Low Demand To Date for Specialized PTAB Review Proceeding
The new post grant patentability trials of the America Invents Act (AIA) are designed to serve as alternatives to costly patent litigation. One of the new post grant options is the very specialized, Transitional Program for Covered Business Method Patents, or “CBM” proceeding. This proceeding, like Inter Partes Review (IPR), is conducted before the administrative patent judges of the USPTO’s Patent Trial & Appeal Board.
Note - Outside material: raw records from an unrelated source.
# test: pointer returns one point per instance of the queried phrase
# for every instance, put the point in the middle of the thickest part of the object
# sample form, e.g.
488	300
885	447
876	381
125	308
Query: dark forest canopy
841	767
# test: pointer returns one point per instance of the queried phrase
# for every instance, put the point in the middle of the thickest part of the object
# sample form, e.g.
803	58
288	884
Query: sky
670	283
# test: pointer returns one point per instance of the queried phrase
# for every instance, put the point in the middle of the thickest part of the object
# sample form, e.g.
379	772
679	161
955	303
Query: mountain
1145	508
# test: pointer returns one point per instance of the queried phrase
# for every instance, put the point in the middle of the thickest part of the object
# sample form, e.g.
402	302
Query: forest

As the name implies, a CBM proceeding is limited in scope to “business method” patents. Assuming a subject patent qualifies as a business method, and is asserted against a petitioner in a litigation (or a petitioner is otherwise charged with infringement), a CBM filing is available as an alternative to the litigation. Indeed, Congress devised CBM proceedings to virtually guarantee the stay of the higher cost litigation proceeding. The CBM provision was added to the AIA as a compromise between those that did not want a “second window” for Post Grant Review (PGR) (bio/pharma lobby) and those (financial/software) that felt the change in 101 case law (Bilski) should be applied to the multitude of patents that resulted from the State Street Bank decision.
CBM is an especially powerful tool to combat business method patent assertions, yet only 17 have been pursued to date. Why? Read the rest of this entry »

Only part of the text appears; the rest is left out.